The warm reception No Other Choice has received at early screenings isn’t evident in Park’s photos from the circuit, which often feel unsettling, even when depicting something as banal as a tree. Though Park sees his filmmaking and photography as motivated by two totally separate impulses, both practices demonstrate the artist’s unique eye for drawing an inner reality out of his subjects, whether it’s heavy machinery at a paper mill in No Other Choice or a creepy statue of a bunny rabbit standing by a wall in one of his more strangely disturbing photos.
I spoke with Park about his photography, how it connects (or doesn’t) with his movies, taking advice from iconic photojournalist Mary Ellen Mark, and why he’s been mulling a change in his filmmaking style.
Courtesy of Park Chan-wook
Courtesy of Park Chan-wook
GQ: Your photographs are quite different from your films. What sort of things draw your eye to snap a photo?
Park Chan-wook: Regarding this subject that I want to photograph, I’m not attracted to landscapes or a grand sight that would capture anybody. Rather, I’m more attracted to typical objects or typical views that we normally just pass by. And specifically, I’m not attracted to the typicality of the object itself. In a specific moment when that subject is under a good light and in a specific angle, it shines out this momentary illumination that captivates me. And that’s what makes me want to press the shutter.
Some of your most striking photos are the blurrier ones, many of which are actually photographs of other artworks. I’m interested in that choice, and what’s speaking to you there.

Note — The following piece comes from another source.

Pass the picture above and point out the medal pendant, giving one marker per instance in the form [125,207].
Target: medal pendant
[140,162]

I enjoy looking at artworks in museums. And these art pieces or sculptures, they almost seem like they’re sleeping, or they’re even dead inside these museums. It’s like they’ve lost the liveliness from the moment they were created. So I use an extremely slow shutter speed, and I also shake the camera on purpose and take as many shots as possible and pick the one that I like. These pictures contrast the quiet gloom of the art museum, and they look more lively and dynamic. So I don’t record the subjects in my photographs, which museum they were in or which artist it was by, because that’s not important in my photographs. And other than these shaky photos, I’ve also taken photographs of many other moments in museums, so I want to collect them one day and have a museum series exhibition or publish it in a collection.